Marlon Maxey

Personal information
- Born: February 19, 1969 (age 57) Chicago, Illinois, U.S.
- Listed height: 6 ft 8.75 in (2.05 m)
- Listed weight: 250 lb (113 kg)

Career information
- High school: Percy L. Julian (Chicago, Illinois)
- College: Minnesota (1987–1988); UTEP (1989–1992);
- NBA draft: 1992: 2nd round, 28th overall pick
- Drafted by: Minnesota Timberwolves
- Playing career: 1992–2001
- Position: Power forward / center
- Number: 25

Career history
- 1992–1994: Minnesota Timberwolves
- 1995: Breogán Lugo
- 1995–1996: Gymnastikos S. Larissas
- 1996–1997: Peristeri
- 1997–1998: Iraklis Thessaloniki
- 1998–1999: Peristeri
- 1999–2000: ASVEL
- 2000–2001: Alicante
- 2001: Galatasaray

Career highlights
- 2× Greek League All-Star (1996 II, 1997); French League All-Star (2000); First-team All-WAC (1992);
- Stats at NBA.com
- Stats at Basketball Reference

= Marlon Maxey =

American basketball player (born 1969)

Marlon Lee Maxey (born February 19, 1969) is an American former professional basketball player. During his playing career, at a height of 6'8 " (2.05 m) tall, and a weight of 250 lbs. (113 kg), Maxey, who was born in Chicago, Illinois, played at the power forward and center positions. Maxey was selected with the 28th overall draft pick, by the Minnesota Timberwolves, in the 1992 NBA draft.

==College career==
After attending and playing basketball at Percy L. Julian High School, in Chicago, Illinois, Maxey played college basketball for the University of Minnesota, where he played with the Minnesota Golden Gophers (1987–1988).

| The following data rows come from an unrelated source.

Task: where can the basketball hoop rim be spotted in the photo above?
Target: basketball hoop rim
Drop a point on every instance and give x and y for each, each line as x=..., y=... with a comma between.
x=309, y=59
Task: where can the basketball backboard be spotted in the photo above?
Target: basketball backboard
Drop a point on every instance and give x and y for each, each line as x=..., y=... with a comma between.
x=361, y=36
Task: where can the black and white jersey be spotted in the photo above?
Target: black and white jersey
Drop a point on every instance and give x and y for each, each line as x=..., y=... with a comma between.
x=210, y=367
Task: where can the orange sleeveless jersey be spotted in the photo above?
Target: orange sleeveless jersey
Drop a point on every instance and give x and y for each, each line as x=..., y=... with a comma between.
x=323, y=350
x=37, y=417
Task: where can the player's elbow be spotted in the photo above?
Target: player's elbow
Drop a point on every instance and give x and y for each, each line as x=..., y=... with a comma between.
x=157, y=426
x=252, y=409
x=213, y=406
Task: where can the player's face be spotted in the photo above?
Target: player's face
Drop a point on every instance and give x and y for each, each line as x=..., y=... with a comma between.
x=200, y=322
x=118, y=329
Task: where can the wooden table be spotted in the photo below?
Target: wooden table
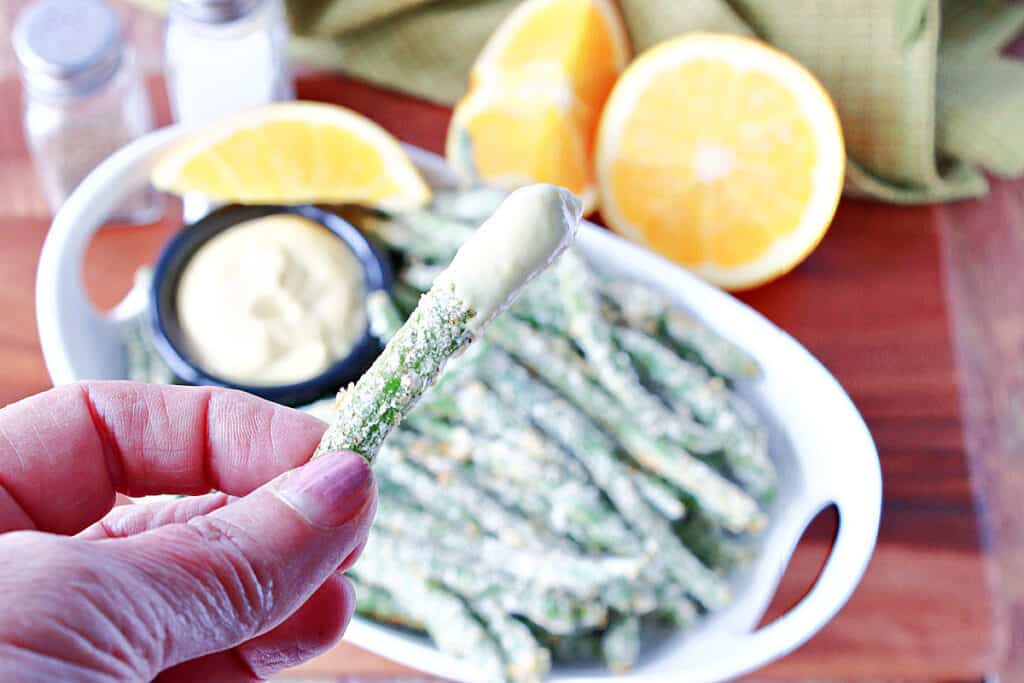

He also played college basketball at the University of Texas at El Paso, where he played with the UTEP Miners, from 1989 to 1992.

==Professional career==
Maxey participated at the Portsmouth Invitational Tournament in 1992, where he was named the unanimous tourney MVP. After that, he was a second round draft pick in the 1992 NBA draft. In an NBA career that lasted two seasons, both of them spent with the Timberwolves, Maxey played in a total of 98 regular season games. He had career NBA averages of 4.9 points and 3.7 rebounds per game.

After playing in the NBA, Maxey played professionally in Spain's ACB, Greece's, Basket League, France's Pro A, and Turkey's Super League.